В кассе сидел такой же полусонный толстяк, как в штабе, но получавший намного меньше за одинаковый труд, громко сопя, точно таскал мешки с так любимой здесь картошкой, выписал мне за доплату билет в вагоне первого класса от станции Ровно сразу до Севастополя и проинформировал, что поезд «Ровно-Сарны» отправляется в семнадцать минут первого ночи, посадка начинается за двадцать минут.
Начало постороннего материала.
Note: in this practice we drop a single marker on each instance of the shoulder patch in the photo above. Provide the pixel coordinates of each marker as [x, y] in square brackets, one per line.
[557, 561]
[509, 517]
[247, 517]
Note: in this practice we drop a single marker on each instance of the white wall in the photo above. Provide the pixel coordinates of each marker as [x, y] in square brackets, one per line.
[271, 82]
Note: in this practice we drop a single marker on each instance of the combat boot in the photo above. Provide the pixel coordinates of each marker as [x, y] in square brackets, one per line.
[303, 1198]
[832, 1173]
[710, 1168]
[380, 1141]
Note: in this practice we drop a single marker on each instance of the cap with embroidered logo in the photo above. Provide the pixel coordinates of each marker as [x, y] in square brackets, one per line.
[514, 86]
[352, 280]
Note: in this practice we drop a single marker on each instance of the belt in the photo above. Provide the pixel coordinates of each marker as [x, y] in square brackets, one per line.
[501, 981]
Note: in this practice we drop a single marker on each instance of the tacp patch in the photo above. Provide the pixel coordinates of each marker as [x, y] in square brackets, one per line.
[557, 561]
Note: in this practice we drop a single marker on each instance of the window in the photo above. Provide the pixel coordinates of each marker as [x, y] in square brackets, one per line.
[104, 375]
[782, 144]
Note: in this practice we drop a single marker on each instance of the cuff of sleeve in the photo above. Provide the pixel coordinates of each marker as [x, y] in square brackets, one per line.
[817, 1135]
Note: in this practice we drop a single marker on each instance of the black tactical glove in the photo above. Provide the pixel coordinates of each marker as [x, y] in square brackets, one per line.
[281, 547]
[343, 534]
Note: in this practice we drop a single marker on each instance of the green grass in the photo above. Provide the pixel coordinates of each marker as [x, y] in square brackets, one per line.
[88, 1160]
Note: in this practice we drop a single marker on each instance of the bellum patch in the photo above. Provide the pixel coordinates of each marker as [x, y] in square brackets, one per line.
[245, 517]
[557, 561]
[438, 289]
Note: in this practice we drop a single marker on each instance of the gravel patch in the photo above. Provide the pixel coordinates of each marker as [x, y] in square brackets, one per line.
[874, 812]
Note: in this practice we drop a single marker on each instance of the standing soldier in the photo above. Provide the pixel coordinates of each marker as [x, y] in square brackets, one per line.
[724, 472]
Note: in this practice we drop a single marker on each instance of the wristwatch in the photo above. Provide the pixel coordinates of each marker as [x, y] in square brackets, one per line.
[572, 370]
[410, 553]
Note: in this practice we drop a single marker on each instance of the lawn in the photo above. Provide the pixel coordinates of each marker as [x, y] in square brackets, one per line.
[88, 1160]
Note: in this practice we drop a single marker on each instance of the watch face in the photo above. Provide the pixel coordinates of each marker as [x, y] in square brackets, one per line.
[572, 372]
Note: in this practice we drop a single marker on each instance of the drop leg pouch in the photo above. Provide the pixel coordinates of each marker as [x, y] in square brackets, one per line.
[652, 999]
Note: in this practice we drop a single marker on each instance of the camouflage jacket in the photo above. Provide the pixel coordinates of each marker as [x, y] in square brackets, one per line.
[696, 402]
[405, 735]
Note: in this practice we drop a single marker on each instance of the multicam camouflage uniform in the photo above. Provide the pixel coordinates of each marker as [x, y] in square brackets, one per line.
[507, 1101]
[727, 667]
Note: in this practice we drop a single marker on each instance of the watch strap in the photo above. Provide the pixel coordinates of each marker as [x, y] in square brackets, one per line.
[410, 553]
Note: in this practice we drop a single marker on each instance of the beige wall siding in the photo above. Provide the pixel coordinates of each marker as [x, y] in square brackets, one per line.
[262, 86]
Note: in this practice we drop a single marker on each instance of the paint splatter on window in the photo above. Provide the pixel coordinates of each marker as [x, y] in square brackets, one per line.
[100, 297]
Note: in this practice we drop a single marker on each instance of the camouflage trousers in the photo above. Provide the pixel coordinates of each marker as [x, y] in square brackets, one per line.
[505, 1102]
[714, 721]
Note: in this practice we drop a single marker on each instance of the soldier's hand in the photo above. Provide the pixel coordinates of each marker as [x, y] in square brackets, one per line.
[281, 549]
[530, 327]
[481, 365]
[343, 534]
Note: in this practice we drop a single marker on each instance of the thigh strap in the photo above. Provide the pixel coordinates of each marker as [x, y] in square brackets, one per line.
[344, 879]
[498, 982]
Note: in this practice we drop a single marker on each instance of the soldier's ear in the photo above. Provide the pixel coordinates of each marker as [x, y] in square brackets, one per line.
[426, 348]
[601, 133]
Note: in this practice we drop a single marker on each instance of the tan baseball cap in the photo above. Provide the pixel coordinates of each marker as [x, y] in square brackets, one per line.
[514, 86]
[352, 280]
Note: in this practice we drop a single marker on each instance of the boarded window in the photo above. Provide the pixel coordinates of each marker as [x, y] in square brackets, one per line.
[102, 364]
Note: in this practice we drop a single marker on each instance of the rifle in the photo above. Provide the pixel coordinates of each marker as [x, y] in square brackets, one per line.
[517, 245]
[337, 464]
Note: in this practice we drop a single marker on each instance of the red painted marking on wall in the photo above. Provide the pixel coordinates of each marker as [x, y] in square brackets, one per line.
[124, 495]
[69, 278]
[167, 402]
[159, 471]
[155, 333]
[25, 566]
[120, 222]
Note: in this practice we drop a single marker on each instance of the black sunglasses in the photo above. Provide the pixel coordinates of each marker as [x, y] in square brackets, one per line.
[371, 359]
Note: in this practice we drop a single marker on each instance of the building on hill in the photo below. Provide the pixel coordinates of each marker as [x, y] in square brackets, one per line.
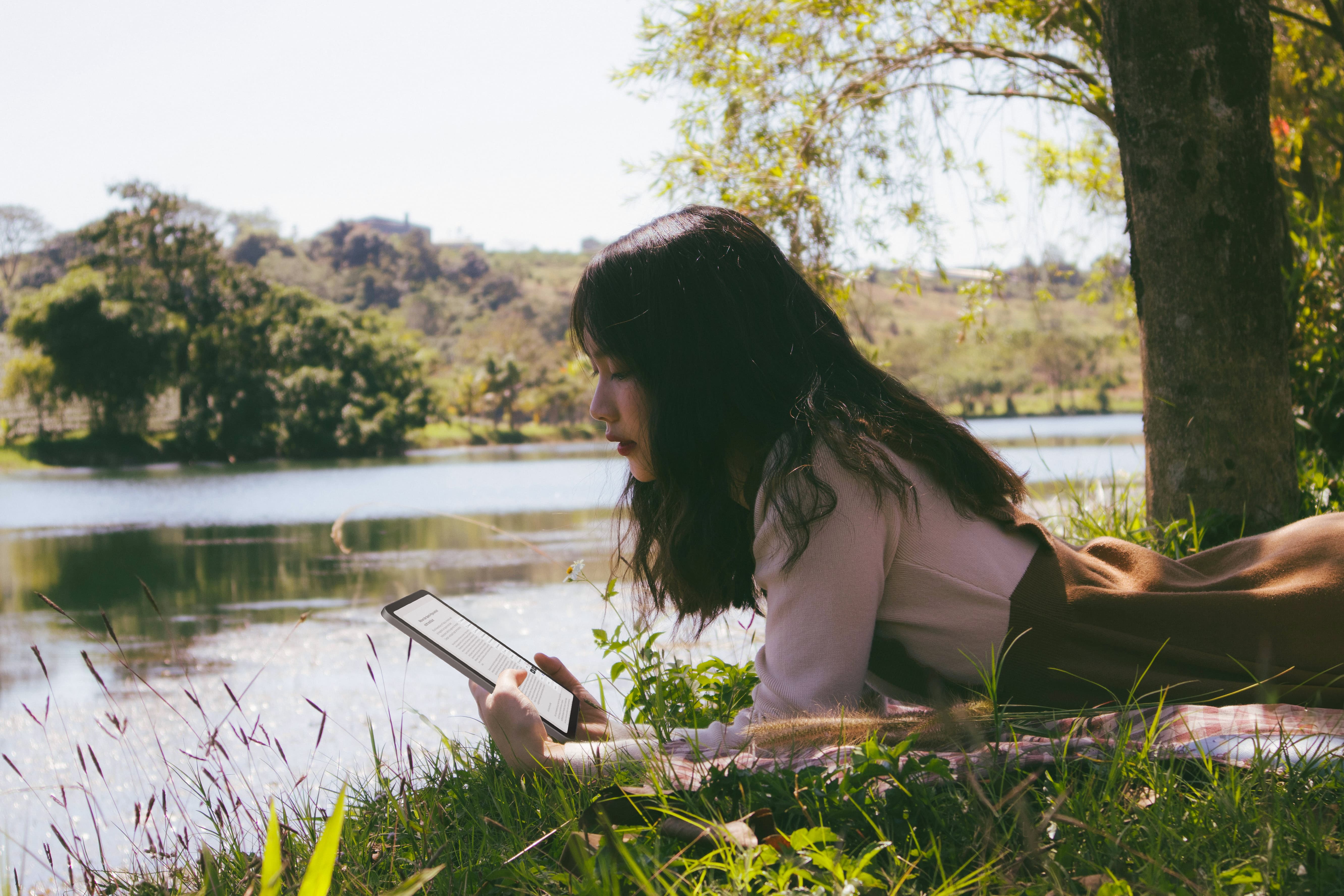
[393, 228]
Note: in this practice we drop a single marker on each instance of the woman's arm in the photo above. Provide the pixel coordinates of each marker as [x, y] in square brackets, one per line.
[823, 609]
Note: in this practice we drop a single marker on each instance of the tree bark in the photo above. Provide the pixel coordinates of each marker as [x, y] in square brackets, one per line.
[1207, 241]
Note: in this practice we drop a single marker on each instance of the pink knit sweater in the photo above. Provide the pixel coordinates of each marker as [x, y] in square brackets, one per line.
[928, 577]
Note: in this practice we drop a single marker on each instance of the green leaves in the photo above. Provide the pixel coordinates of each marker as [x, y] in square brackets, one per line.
[318, 878]
[415, 883]
[667, 692]
[271, 864]
[814, 117]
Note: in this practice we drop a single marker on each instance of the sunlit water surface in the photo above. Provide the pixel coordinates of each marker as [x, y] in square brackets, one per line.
[257, 602]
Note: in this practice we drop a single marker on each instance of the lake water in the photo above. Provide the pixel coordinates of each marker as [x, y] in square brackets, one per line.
[257, 602]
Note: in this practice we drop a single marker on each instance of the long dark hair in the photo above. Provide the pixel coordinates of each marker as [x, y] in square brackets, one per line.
[729, 342]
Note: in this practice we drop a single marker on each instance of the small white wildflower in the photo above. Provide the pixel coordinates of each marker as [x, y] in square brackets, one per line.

После чего я засел в буфете, где все было просто и дешево. Впрочем, пиво оказалось свежим и довольно приличным. Я медленно цедил его, вспоминая советские временна, когда, находясь в академическом отпуске в мореходке, зависал в баре, расположенном через дом от моего. Денег было мало, поэтому, отстояв очередь, покупал две полулитровые кружки из толстого граненого стекла, наполненные пенным напитком, по цене двадцать четыре копейки каждый, и располагался за высоким, по грудь, круглым, металлическим, одноногим столиком. Ни официантов, ни низких столиков и стульев при социализме не полагалось. Пива на всех не хватало, и так выжрут. Не успевал допить второй, а то и первый, как приходил кто-то из друзей-приятелей, возвращавшихся со смены в шахте, и покупал для себя и меня. В то время была теория, что пиво помогает смыть в горле угольную пыль, защитить от силикоза. Я переливал пиво из принесенной им кружки в свою, как было принято, чтобы не облизывать еще одну, и уборщица тут же забирала пустую, потому тары тоже не хватало, а очередь ждала. Угощавший с черными от поблескивающей угольной пыли бровями и ресницами выдувал одним глотком полкружки, после его трепались обо всем и ни о чем. Походил следующий, брал пиво на всех, присоединяясь к нам. Шахтеры зарабатывал по советским меркам слишком много, раз в пять больше простого инженеришки и в десять — уборщицы, но деньги девать было некуда. Дефицит правил бал. Плановая экономика не справлялась с запросами граждан трехсотмиллионной страны, потому что они, по мнению
этих экономистов, менялись в зависимости от отсутствия какого-либо товара: как только чего-то становилось меньше, так сразу требовалось всем.Пассажиры первого и второго класса ехали в одном вагоне, разделенным на две равные части. В первой от паровоза купе двухместные, во второй — четырехместные. Вагонов третьего класса было два, а за ними пять серых четвертого для перевозки войск, сейчас заполненные ранеными, которых начали грузить где-то за час до отправления, привозя на санях. Кроме меня, в вагоне было еще шесть пассажиров, все в «желтой» половине. Я прилег на мягкий, сильно потертый диван, накрылся шинелью и тут же вырубился. На фронте нарабатываешь способность спать, когда появляется возможность и где угодно.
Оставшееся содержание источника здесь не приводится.